Dalam keterangannya, WHO juga menyampaikan, penutupan sekolah berdampak tidak hanya pada pembelajaran siswa.
Tetapi juga pada kesehatan dan kesejahteraan di tahap perkembangan kritis anak yang dapat menimbulkan efek jangka panjang.
Selain itu, anak-anak yang tidak bersekolah juga menghadapi risiko eksploitasi tambahan termasuk kekerasan fisik, emosional dan seksual.
Dalam keterangan tersebut, WHO maupun UNICEF juga menyoroti peningkatan pernikahan anak, dan kekerasan anak yang menunjukkan tingkat mengkhawatirkan.
Peradilan agama mencatat kenaikan tiga kali lipat permintaan dispensasi perkawinan, dari 23.126 pada 2019 menjadi 64.211 pada 2020.
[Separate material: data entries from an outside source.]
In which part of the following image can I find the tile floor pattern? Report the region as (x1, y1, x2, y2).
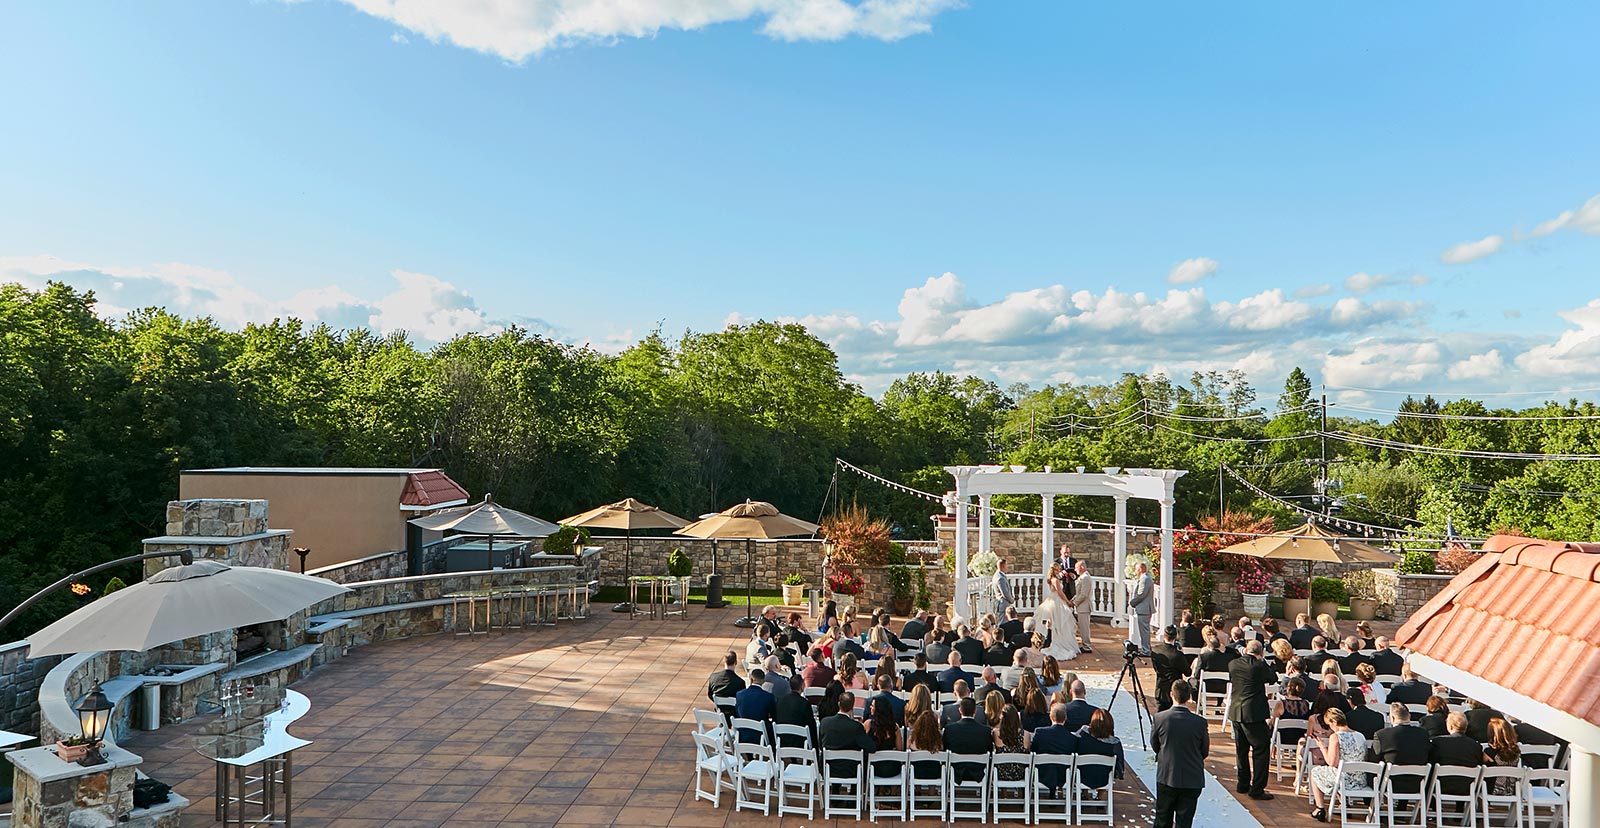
(123, 609, 1401, 828)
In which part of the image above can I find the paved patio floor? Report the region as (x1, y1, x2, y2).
(124, 608, 1399, 828)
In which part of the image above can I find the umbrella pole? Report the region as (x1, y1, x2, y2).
(734, 538, 758, 627)
(612, 528, 634, 613)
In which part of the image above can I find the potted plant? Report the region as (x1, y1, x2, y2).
(781, 572, 806, 606)
(886, 565, 914, 616)
(1343, 570, 1380, 621)
(1397, 549, 1436, 575)
(1310, 575, 1347, 619)
(1283, 578, 1310, 620)
(826, 568, 863, 618)
(1184, 564, 1216, 619)
(55, 734, 93, 764)
(666, 548, 693, 602)
(1235, 565, 1271, 618)
(915, 564, 932, 611)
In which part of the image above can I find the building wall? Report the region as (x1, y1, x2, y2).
(179, 473, 413, 570)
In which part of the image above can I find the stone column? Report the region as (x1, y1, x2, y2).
(6, 744, 141, 828)
(1158, 497, 1175, 630)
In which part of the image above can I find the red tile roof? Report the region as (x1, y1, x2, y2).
(1397, 534, 1600, 728)
(400, 471, 469, 507)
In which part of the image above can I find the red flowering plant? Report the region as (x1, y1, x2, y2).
(1234, 564, 1271, 594)
(1283, 579, 1310, 599)
(826, 568, 864, 596)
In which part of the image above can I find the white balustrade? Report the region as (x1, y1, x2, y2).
(1001, 574, 1116, 619)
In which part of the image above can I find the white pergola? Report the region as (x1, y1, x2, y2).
(947, 465, 1187, 631)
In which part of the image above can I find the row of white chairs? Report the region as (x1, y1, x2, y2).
(1313, 760, 1568, 828)
(693, 730, 1119, 824)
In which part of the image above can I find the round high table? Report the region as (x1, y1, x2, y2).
(195, 688, 313, 828)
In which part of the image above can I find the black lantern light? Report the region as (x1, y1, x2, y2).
(293, 547, 311, 573)
(75, 684, 114, 766)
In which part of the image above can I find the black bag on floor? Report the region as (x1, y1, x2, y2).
(133, 777, 171, 808)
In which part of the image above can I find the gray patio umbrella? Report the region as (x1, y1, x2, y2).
(408, 493, 561, 567)
(25, 560, 351, 658)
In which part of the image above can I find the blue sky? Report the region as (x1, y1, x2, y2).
(3, 1, 1599, 403)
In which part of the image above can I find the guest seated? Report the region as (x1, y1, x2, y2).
(998, 606, 1024, 641)
(1002, 649, 1030, 689)
(1316, 613, 1341, 647)
(867, 700, 905, 777)
(1368, 703, 1430, 786)
(941, 679, 985, 727)
(1189, 631, 1233, 693)
(1302, 636, 1335, 675)
(835, 622, 867, 661)
(770, 633, 796, 672)
(1369, 636, 1403, 676)
(1179, 609, 1206, 649)
(814, 627, 839, 661)
(907, 710, 944, 780)
(1271, 676, 1312, 726)
(952, 625, 985, 665)
(976, 666, 1012, 708)
(1317, 660, 1348, 699)
(1344, 687, 1384, 738)
(1040, 655, 1063, 696)
(801, 646, 836, 689)
(1308, 708, 1367, 822)
(735, 669, 776, 742)
(983, 693, 1012, 749)
(1385, 663, 1431, 706)
(1354, 620, 1377, 651)
(774, 674, 817, 747)
(983, 635, 1012, 667)
(903, 684, 934, 729)
(937, 651, 977, 693)
(1288, 612, 1317, 651)
(1338, 636, 1372, 675)
(901, 609, 930, 642)
(1073, 708, 1127, 790)
(942, 697, 993, 781)
(1062, 679, 1098, 732)
(931, 613, 956, 646)
(1463, 698, 1505, 743)
(746, 626, 773, 668)
(761, 656, 791, 698)
(924, 630, 953, 664)
(991, 707, 1029, 781)
(1353, 663, 1386, 704)
(1483, 718, 1522, 795)
(1266, 638, 1295, 676)
(867, 671, 906, 724)
(1429, 712, 1484, 797)
(818, 693, 875, 775)
(1418, 694, 1451, 738)
(1261, 616, 1286, 643)
(1015, 669, 1050, 732)
(707, 650, 746, 717)
(816, 599, 839, 635)
(1030, 702, 1079, 796)
(874, 651, 899, 685)
(837, 652, 868, 691)
(902, 653, 938, 694)
(783, 611, 813, 653)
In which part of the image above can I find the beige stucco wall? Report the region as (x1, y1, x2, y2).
(179, 473, 411, 570)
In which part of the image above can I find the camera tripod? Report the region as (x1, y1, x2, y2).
(1110, 650, 1154, 750)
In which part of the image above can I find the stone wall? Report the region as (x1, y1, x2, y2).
(308, 550, 411, 583)
(932, 525, 1161, 574)
(0, 641, 62, 735)
(590, 536, 826, 589)
(1391, 572, 1455, 620)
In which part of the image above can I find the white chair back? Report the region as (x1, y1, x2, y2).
(867, 749, 911, 821)
(1334, 760, 1383, 827)
(1476, 765, 1526, 827)
(1430, 765, 1481, 828)
(906, 749, 949, 820)
(822, 749, 866, 819)
(733, 741, 778, 815)
(771, 723, 811, 750)
(1072, 754, 1116, 826)
(988, 752, 1032, 822)
(946, 752, 991, 821)
(1031, 754, 1075, 823)
(730, 716, 769, 745)
(1524, 767, 1569, 828)
(1378, 763, 1430, 828)
(692, 731, 737, 807)
(775, 745, 820, 818)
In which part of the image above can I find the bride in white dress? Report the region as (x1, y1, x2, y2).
(1035, 563, 1081, 661)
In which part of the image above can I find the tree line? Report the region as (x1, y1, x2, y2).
(4, 280, 1598, 634)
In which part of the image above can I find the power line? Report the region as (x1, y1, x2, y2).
(1325, 384, 1600, 398)
(1330, 402, 1600, 422)
(1323, 431, 1600, 462)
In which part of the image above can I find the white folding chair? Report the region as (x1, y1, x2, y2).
(947, 752, 991, 821)
(692, 731, 738, 807)
(867, 750, 910, 822)
(694, 708, 730, 747)
(1198, 672, 1230, 723)
(1031, 754, 1075, 823)
(776, 745, 821, 817)
(733, 741, 778, 814)
(1430, 765, 1481, 827)
(1518, 744, 1558, 769)
(712, 694, 737, 715)
(772, 723, 812, 751)
(989, 751, 1032, 822)
(731, 716, 769, 746)
(1333, 760, 1383, 827)
(1272, 719, 1308, 782)
(1072, 754, 1116, 826)
(907, 750, 949, 820)
(1523, 767, 1569, 828)
(802, 686, 826, 700)
(1477, 766, 1526, 828)
(1378, 763, 1430, 828)
(822, 749, 866, 819)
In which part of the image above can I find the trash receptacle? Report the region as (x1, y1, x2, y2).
(704, 573, 727, 608)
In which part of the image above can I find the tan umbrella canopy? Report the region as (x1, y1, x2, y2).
(677, 500, 821, 626)
(1219, 520, 1402, 583)
(26, 560, 351, 658)
(561, 498, 689, 613)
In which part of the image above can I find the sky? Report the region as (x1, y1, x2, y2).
(3, 1, 1600, 408)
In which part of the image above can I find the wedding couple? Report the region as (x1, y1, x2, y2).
(994, 554, 1089, 661)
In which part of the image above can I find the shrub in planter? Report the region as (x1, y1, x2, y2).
(1184, 564, 1215, 618)
(1343, 569, 1380, 620)
(1396, 550, 1436, 575)
(886, 565, 914, 614)
(1310, 576, 1348, 605)
(667, 548, 693, 578)
(543, 525, 591, 555)
(1283, 579, 1310, 600)
(915, 565, 932, 611)
(781, 572, 806, 604)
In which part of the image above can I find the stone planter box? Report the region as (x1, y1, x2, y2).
(1283, 597, 1309, 620)
(1312, 600, 1340, 620)
(1349, 598, 1378, 621)
(782, 584, 806, 606)
(1241, 592, 1269, 618)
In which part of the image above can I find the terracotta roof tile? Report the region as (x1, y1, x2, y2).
(1397, 534, 1600, 730)
(400, 471, 470, 508)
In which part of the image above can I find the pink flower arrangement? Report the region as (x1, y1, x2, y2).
(827, 568, 863, 596)
(1283, 579, 1309, 599)
(1235, 566, 1271, 594)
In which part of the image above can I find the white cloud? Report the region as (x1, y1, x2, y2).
(1323, 339, 1447, 388)
(1503, 309, 1522, 319)
(1530, 194, 1600, 237)
(1446, 349, 1505, 381)
(1343, 272, 1391, 294)
(1166, 257, 1218, 285)
(1440, 234, 1503, 265)
(333, 0, 961, 62)
(0, 255, 507, 345)
(1515, 299, 1600, 378)
(1294, 283, 1333, 298)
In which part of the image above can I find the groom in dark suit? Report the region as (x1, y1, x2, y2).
(1152, 680, 1209, 828)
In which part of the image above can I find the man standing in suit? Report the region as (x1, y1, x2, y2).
(707, 651, 745, 718)
(1061, 679, 1098, 732)
(993, 558, 1015, 616)
(941, 697, 993, 783)
(1152, 680, 1209, 828)
(1150, 625, 1185, 712)
(1288, 613, 1318, 651)
(774, 675, 817, 747)
(1227, 640, 1275, 800)
(937, 651, 975, 693)
(1369, 704, 1431, 791)
(1030, 703, 1080, 796)
(1369, 636, 1403, 677)
(1072, 560, 1094, 652)
(1129, 561, 1154, 655)
(735, 669, 776, 742)
(1057, 544, 1081, 574)
(818, 694, 875, 777)
(1430, 712, 1485, 797)
(901, 610, 930, 642)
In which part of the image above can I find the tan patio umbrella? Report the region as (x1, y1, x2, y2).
(409, 493, 561, 569)
(677, 500, 821, 626)
(25, 560, 351, 658)
(560, 498, 688, 613)
(1219, 520, 1402, 595)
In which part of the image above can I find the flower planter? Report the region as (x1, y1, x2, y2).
(891, 597, 913, 616)
(1282, 597, 1309, 620)
(1348, 597, 1378, 621)
(782, 584, 806, 606)
(1312, 600, 1341, 620)
(55, 740, 90, 763)
(1241, 592, 1269, 618)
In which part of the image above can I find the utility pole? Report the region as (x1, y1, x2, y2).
(1319, 391, 1329, 516)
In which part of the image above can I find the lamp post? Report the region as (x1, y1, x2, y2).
(293, 547, 311, 573)
(75, 684, 114, 766)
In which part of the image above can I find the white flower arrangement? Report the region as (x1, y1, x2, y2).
(1123, 551, 1153, 580)
(969, 550, 1000, 578)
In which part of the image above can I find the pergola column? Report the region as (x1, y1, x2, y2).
(977, 494, 992, 556)
(1158, 497, 1176, 630)
(1040, 494, 1054, 575)
(1112, 495, 1128, 625)
(1574, 747, 1599, 828)
(954, 482, 970, 621)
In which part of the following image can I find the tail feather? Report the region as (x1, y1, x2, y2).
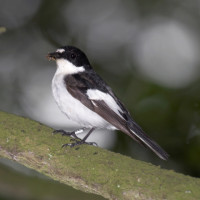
(128, 124, 169, 160)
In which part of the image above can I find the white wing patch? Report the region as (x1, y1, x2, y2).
(87, 89, 123, 118)
(56, 48, 65, 53)
(91, 100, 98, 107)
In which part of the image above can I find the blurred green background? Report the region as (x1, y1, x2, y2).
(0, 0, 200, 199)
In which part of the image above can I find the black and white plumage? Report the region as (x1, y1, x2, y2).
(47, 46, 169, 160)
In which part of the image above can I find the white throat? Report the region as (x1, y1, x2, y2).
(55, 59, 85, 75)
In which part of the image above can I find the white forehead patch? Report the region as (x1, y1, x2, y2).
(56, 48, 65, 53)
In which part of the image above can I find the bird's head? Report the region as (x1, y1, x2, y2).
(47, 46, 92, 74)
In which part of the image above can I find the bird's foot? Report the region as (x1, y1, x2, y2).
(52, 129, 79, 139)
(53, 128, 98, 149)
(62, 140, 98, 149)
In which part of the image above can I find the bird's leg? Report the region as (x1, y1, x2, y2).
(62, 127, 98, 148)
(53, 128, 86, 139)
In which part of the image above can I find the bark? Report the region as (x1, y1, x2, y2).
(0, 111, 199, 200)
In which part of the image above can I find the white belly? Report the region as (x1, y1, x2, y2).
(52, 73, 115, 129)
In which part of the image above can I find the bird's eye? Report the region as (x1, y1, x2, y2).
(71, 53, 76, 59)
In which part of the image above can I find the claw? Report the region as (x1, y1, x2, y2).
(52, 129, 79, 139)
(53, 128, 98, 149)
(70, 138, 77, 142)
(61, 140, 98, 149)
(62, 143, 72, 148)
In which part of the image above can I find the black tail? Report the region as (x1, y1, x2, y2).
(128, 123, 169, 160)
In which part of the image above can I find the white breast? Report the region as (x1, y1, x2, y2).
(52, 72, 115, 130)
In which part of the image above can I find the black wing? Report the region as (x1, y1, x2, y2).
(64, 70, 169, 160)
(64, 71, 131, 134)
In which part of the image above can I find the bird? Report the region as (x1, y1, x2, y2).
(47, 45, 169, 160)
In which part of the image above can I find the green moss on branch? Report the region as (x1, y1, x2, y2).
(0, 111, 200, 200)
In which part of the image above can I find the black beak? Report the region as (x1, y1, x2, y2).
(47, 52, 61, 61)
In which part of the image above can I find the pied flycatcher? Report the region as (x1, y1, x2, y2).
(47, 46, 169, 160)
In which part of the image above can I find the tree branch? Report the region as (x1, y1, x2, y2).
(0, 111, 199, 200)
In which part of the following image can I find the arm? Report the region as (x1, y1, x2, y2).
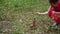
(37, 6, 51, 15)
(53, 11, 60, 14)
(37, 11, 48, 15)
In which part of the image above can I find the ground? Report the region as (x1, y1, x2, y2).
(0, 0, 60, 34)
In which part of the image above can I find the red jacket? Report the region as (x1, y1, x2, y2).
(48, 1, 60, 24)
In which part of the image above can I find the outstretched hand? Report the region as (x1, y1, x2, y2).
(36, 12, 42, 16)
(36, 12, 41, 14)
(36, 12, 41, 16)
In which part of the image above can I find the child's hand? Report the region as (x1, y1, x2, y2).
(36, 12, 42, 15)
(36, 11, 48, 15)
(52, 11, 55, 14)
(36, 12, 41, 14)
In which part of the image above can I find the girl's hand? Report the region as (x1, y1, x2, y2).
(36, 12, 41, 15)
(52, 11, 55, 14)
(52, 11, 60, 14)
(36, 12, 43, 16)
(36, 11, 48, 15)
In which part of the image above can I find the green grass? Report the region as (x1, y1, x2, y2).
(0, 0, 60, 34)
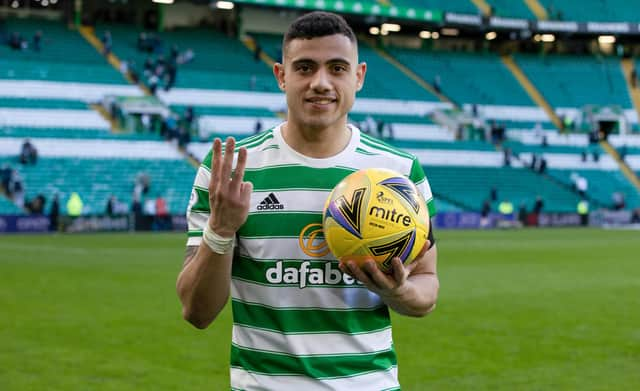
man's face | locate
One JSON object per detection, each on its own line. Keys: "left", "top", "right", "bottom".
{"left": 274, "top": 34, "right": 366, "bottom": 133}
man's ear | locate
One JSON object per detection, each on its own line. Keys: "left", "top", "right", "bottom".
{"left": 356, "top": 62, "right": 367, "bottom": 92}
{"left": 273, "top": 62, "right": 285, "bottom": 91}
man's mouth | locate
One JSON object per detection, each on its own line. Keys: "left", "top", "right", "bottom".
{"left": 306, "top": 97, "right": 336, "bottom": 105}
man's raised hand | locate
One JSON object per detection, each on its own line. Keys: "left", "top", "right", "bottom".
{"left": 207, "top": 137, "right": 253, "bottom": 237}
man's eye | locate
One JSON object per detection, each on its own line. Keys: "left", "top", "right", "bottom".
{"left": 297, "top": 65, "right": 312, "bottom": 73}
{"left": 333, "top": 65, "right": 347, "bottom": 72}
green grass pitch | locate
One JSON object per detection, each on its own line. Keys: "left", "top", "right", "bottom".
{"left": 1, "top": 229, "right": 639, "bottom": 390}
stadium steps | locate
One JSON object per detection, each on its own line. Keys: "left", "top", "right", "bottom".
{"left": 89, "top": 103, "right": 119, "bottom": 133}
{"left": 600, "top": 140, "right": 640, "bottom": 193}
{"left": 78, "top": 26, "right": 152, "bottom": 96}
{"left": 470, "top": 0, "right": 492, "bottom": 15}
{"left": 241, "top": 36, "right": 276, "bottom": 68}
{"left": 620, "top": 58, "right": 640, "bottom": 126}
{"left": 361, "top": 39, "right": 454, "bottom": 106}
{"left": 77, "top": 26, "right": 131, "bottom": 84}
{"left": 524, "top": 0, "right": 549, "bottom": 19}
{"left": 501, "top": 54, "right": 562, "bottom": 130}
{"left": 77, "top": 27, "right": 205, "bottom": 168}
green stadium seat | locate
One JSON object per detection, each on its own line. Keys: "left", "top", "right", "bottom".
{"left": 388, "top": 49, "right": 533, "bottom": 106}
{"left": 8, "top": 158, "right": 196, "bottom": 215}
{"left": 515, "top": 54, "right": 631, "bottom": 108}
{"left": 425, "top": 165, "right": 580, "bottom": 212}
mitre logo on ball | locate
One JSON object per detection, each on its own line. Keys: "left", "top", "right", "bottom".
{"left": 323, "top": 168, "right": 429, "bottom": 273}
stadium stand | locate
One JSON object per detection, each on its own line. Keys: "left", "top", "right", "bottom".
{"left": 515, "top": 53, "right": 631, "bottom": 109}
{"left": 1, "top": 2, "right": 639, "bottom": 224}
{"left": 485, "top": 0, "right": 535, "bottom": 19}
{"left": 96, "top": 24, "right": 278, "bottom": 92}
{"left": 1, "top": 18, "right": 125, "bottom": 84}
{"left": 391, "top": 0, "right": 479, "bottom": 14}
{"left": 537, "top": 0, "right": 640, "bottom": 22}
{"left": 425, "top": 165, "right": 580, "bottom": 212}
{"left": 0, "top": 138, "right": 192, "bottom": 214}
{"left": 388, "top": 48, "right": 533, "bottom": 106}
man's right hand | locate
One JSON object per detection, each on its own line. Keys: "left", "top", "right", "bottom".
{"left": 207, "top": 137, "right": 252, "bottom": 237}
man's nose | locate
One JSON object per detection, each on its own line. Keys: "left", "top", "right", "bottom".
{"left": 310, "top": 69, "right": 331, "bottom": 92}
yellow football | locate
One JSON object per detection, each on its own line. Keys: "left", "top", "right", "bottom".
{"left": 323, "top": 168, "right": 430, "bottom": 273}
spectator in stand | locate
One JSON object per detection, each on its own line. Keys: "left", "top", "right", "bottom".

Sementara itu, perwakilan UNICEF Debora Comini menyampaikan, sekolah bagi anak-anak lebih dari sekedar ruang kelas.
Sekolah memberikan pembelajaran, persahabatan, keamanan dan lingkungan yang sehat. Menurutnya, semakin lama anak-anak tidak bersekolah, maka mereka tak lagi mendapatkan hal tersebut.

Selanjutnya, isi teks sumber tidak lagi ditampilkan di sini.